As of March 31, 2020 and December 31, 2019, the Company had outstanding $1,670,000 and $1,170,000, respectively, in principal amount of a senior convertible note held by an investor that is deemed an affiliate. These notes represent 8,013,333 of potential shares of common stock at March 31, 2020 and 4,680,000 of potential shares at December 31, 2019. Underlying warrants issued and outstanding in connection with these notes represent 468,000 of potential shares of common stock at March 31, 2020 and at December 31, 2019. The Company had $109,000 and $88,000, respectively in accrued interest on convertible notes due to this investor at March 31, 2020 and December 31, 2019.

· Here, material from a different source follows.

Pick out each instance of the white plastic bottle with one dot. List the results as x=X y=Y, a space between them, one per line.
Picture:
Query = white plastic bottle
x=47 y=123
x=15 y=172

As of March 31, 2020 and December 31, 2019, the Company had unsecured subordinated promissory notes outstanding of $425,000 payable to a board member. As of March 31, 2020, the Company had $20,000 in accrued interest on the promissory notes. These notes earn interest at 6% per annum and have a maturity date of June 30, 2020.

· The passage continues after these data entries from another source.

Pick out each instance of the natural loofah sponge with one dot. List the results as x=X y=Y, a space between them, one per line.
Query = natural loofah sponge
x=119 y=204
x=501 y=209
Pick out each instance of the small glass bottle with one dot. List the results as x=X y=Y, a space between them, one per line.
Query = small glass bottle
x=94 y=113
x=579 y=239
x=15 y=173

NOTE 15 - SUBSEQUENT EVENTS
Paycheck Protection Program
On April 20, 2020 the Company received a $227,700 loan under the Small Business Administration Paycheck Protection Program (the “PPP”). The note was issued under the Coronavirus Aid, Relief, and Economic Security (CARES) Act which, according to guidance from the SBA and U.S. Department of Treasury, provides for certain loan forgiveness based on a calculation of the Company’s payroll expenses and qualified rent and utilities payments made within eight weeks after the disbursement of the loan. The loan has an interest rate of 1% per annum and payments of interest and principal begin 6 months after the date of disbursement. The term of the note is 18 months.
Common Shares Issued in Payment of Interest Expense
Subsequent to March 31, 2020, the Company issued 123,074 shares of common stock representing $21,000 in payment of interest to noteholders.
Shares issued in Connection with 2019 Convertible Notes
Subsequent to March 31, 2020, the Company issued 37,500 shares of commons stock to an investor in connection with their investment in the 2019 Convertible Notes.